We may derive slightly different results each time the model is run. But generally, the most popular topics were related to COVID-19 (e.g., Singapore’s travel bubble with Hong Kong), Singapore’s sustainability initiatives, and high-profile criminal cases (e.g., drug runner Gobi Avedian who escaped the death penalty, Amos Yee who was arrested for possessing child pornography).
This involves deriving and quantifying emotions from the tweets with #Singapore. First, the tweets were broken down into individual sentences. Then, for every sentence, each word was matched to (a) a positive or negative sentiment and/or (b) at least one of eight specific emotions (e.g., anger, surprise) based on a pre-defined sentiment dictionary. Every word-sentiment or word-emotion match corresponded to a score of “1”. Words that were not found in the dictionary were not matched.
Take, for example, the sentence “I might get angry and decide to do something horrible”. “angry” would be matched to “negative”, “anger”, and “disgust”, while “horrible” would be matched to “negative”, “anger”, “disgust”, and “fear”. Therefore, this sentence would score “2” each for “negative”, “anger”, and “disgust”, as well as “1” for “fear”.
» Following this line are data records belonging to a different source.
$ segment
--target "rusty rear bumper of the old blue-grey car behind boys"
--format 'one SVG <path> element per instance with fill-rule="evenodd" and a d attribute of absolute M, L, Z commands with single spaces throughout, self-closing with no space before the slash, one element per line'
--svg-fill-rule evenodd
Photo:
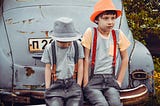
<path fill-rule="evenodd" d="M 44 102 L 45 91 L 35 90 L 1 90 L 0 99 L 3 102 L 22 103 L 22 104 L 33 104 L 33 99 Z M 120 90 L 120 99 L 123 105 L 138 105 L 145 103 L 149 97 L 148 89 L 144 84 L 137 86 L 136 88 Z M 35 103 L 34 103 L 35 104 Z M 85 101 L 85 105 L 88 104 Z"/>

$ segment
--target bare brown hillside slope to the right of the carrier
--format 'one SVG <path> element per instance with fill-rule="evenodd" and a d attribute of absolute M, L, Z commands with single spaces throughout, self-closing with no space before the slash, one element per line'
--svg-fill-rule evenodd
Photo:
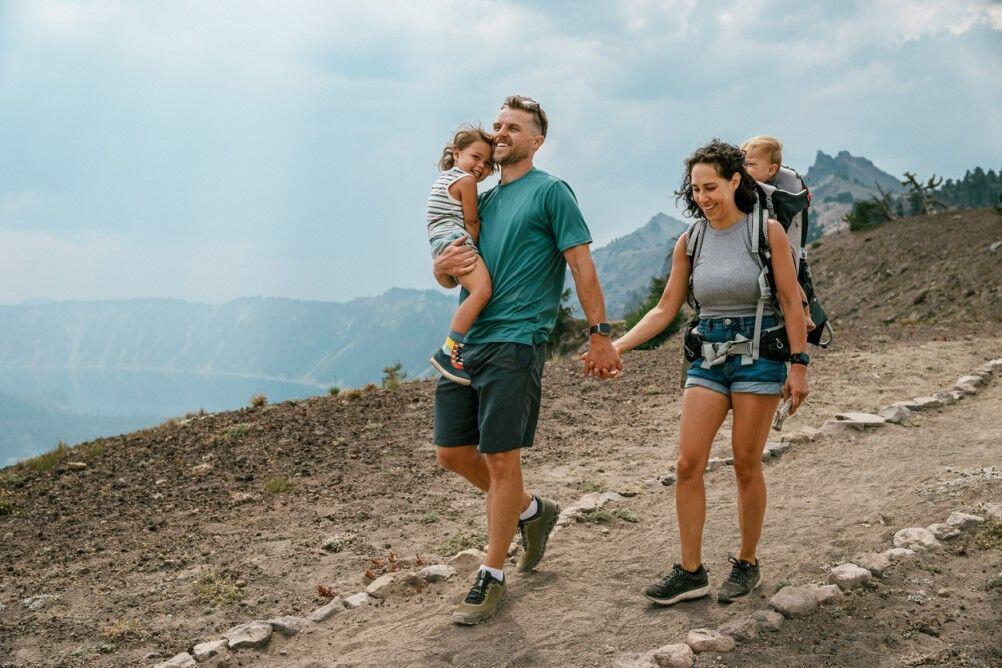
<path fill-rule="evenodd" d="M 815 283 L 844 332 L 989 333 L 1002 321 L 1002 215 L 947 211 L 844 231 L 810 250 Z"/>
# Install and load the "syuzhet" package to perform sentiment analysis.
install.packages("syuzhet", repos="https://cran.rstudio.com")
library(syuzhet)
# Perform sentiment analysis for tweets with #Singapore. The "get_nrc_sentiment" function implements Saif Mohammad’s NRC emotion lexicon, which is a list of words and their associations with two sentiments (negative and positive) and eight emotions (anger, fear, anticipation, trust, surprise, sadness, joy, and disgust). The function returns a data frame in which each row represents a sentence from the text. The columns represent each of the sentiments/emotions. The figures represent the scores for the respective sentences and sentiments/emotions.
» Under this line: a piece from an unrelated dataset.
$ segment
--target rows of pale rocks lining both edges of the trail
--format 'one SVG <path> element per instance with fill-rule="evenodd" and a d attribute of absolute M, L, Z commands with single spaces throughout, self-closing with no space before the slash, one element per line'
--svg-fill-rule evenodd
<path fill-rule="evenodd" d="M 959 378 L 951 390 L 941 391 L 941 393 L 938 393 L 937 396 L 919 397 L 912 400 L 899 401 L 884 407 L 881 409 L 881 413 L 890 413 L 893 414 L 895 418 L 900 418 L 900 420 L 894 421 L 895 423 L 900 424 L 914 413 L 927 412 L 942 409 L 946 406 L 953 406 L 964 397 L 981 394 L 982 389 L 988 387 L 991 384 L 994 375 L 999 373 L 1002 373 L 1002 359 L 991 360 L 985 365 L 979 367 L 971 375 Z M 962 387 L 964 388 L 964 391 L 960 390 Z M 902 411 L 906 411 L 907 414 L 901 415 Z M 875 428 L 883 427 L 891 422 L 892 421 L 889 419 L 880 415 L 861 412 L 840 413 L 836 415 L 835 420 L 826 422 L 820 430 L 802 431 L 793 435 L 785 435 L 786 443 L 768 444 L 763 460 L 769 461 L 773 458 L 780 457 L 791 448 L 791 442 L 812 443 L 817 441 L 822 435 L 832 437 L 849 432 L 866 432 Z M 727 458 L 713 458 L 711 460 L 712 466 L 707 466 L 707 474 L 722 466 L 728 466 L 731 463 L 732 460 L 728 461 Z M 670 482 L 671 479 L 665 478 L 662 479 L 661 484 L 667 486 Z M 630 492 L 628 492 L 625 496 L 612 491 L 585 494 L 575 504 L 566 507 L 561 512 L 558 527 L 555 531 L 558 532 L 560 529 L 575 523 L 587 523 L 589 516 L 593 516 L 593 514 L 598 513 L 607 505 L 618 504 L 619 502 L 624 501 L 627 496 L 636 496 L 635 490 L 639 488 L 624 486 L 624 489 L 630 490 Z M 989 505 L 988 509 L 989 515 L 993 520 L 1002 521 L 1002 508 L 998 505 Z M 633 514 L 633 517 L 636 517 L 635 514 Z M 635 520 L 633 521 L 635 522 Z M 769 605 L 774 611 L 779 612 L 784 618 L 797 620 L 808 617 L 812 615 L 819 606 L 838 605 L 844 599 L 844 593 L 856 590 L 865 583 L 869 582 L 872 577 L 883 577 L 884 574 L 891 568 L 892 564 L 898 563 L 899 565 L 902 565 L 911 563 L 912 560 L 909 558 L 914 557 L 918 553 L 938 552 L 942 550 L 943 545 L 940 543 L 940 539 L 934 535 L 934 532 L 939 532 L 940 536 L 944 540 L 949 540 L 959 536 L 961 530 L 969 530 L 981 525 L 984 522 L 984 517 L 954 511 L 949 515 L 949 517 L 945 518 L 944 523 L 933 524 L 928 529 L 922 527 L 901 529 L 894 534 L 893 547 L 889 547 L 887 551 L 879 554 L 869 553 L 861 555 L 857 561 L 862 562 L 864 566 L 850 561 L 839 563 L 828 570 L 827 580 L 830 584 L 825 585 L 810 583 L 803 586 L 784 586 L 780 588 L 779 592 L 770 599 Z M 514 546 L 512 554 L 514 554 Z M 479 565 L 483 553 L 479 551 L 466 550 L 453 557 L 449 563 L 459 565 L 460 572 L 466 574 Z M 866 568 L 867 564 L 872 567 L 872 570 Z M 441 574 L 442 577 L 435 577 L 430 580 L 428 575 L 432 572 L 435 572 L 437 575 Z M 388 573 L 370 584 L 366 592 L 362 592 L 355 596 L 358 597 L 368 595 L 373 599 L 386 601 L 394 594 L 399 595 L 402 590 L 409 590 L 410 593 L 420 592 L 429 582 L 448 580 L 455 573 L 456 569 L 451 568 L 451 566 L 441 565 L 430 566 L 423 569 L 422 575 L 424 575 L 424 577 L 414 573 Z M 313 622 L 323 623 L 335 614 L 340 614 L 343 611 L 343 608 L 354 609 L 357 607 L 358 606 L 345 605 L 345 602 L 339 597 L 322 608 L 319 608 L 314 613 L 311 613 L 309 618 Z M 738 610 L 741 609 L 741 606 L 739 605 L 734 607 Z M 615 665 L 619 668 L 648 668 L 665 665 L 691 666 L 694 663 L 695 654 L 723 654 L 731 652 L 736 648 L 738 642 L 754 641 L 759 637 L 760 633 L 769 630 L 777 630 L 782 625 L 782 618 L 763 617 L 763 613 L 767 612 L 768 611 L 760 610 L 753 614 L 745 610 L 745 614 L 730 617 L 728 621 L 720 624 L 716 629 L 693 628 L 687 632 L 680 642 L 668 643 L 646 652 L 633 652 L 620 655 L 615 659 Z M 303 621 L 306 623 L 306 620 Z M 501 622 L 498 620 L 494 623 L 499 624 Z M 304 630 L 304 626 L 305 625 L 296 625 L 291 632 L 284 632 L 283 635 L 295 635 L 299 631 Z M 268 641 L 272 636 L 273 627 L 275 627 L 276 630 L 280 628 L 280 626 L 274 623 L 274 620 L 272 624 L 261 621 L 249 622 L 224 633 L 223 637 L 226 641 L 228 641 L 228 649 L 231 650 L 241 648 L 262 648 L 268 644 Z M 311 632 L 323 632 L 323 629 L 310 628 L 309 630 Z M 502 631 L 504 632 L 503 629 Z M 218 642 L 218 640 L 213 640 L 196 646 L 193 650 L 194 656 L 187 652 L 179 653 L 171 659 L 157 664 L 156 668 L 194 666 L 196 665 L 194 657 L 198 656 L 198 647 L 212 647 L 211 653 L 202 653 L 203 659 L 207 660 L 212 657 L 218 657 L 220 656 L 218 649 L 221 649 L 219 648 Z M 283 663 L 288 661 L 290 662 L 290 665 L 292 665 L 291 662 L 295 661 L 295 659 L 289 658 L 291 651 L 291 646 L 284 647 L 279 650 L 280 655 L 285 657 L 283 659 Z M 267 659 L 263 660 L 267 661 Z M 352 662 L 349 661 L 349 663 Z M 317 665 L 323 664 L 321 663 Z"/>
sent.value <- get_nrc_sentiment(text_twts_sg)
# View the scores.
sent.value[1:5, 1:7]
## anger anticipation disgust fear joy sadness surprise
## 1 0 0 0 0 0 0 0
## 2 3 3 1 3 0 2 1
## 3 1 0 0 1 0 1 0
## 4 1 0 0 1 0 1 0
## 5 0 0 0 0 0 0 0
# Calculate the sum of scores.
score <- colSums(sent.value[,])
# Convert the scores to a data frame.
score_df <- data.frame(score)
# Convert the row names into a "sentiment" column and combine it with the scores.
sent.score <- cbind(sentiment = row.names(score_df),
score_df, row.names = NULL)
# View the data frame.
print(sent.score)
## sentiment score
## 1 anger 1384
## 2 anticipation 3016
## 3 disgust 849
## 4 fear 2306
## 5 joy 2255
## 6 sadness 1246
## 7 surprise 1274
## 8 trust 2927
## 9 negative 2947
## 10 positive 5971
Next, I plotted the aggregate scores for the two sentiments and eight emotions.
# Plot the aggregate scores.
ggplot(data = sent.score, aes(x = sentiment, y = score,
fill = sentiment)) +
geom_bar(stat = "identity") +
theme(axis.text.x = element_text(angle = 45, hjust = 1))
Based on the plot, the tweets with #Singapore were mostly positive, expressing anticipation and trust. Tweets with negative sentiments mainly expressed fear.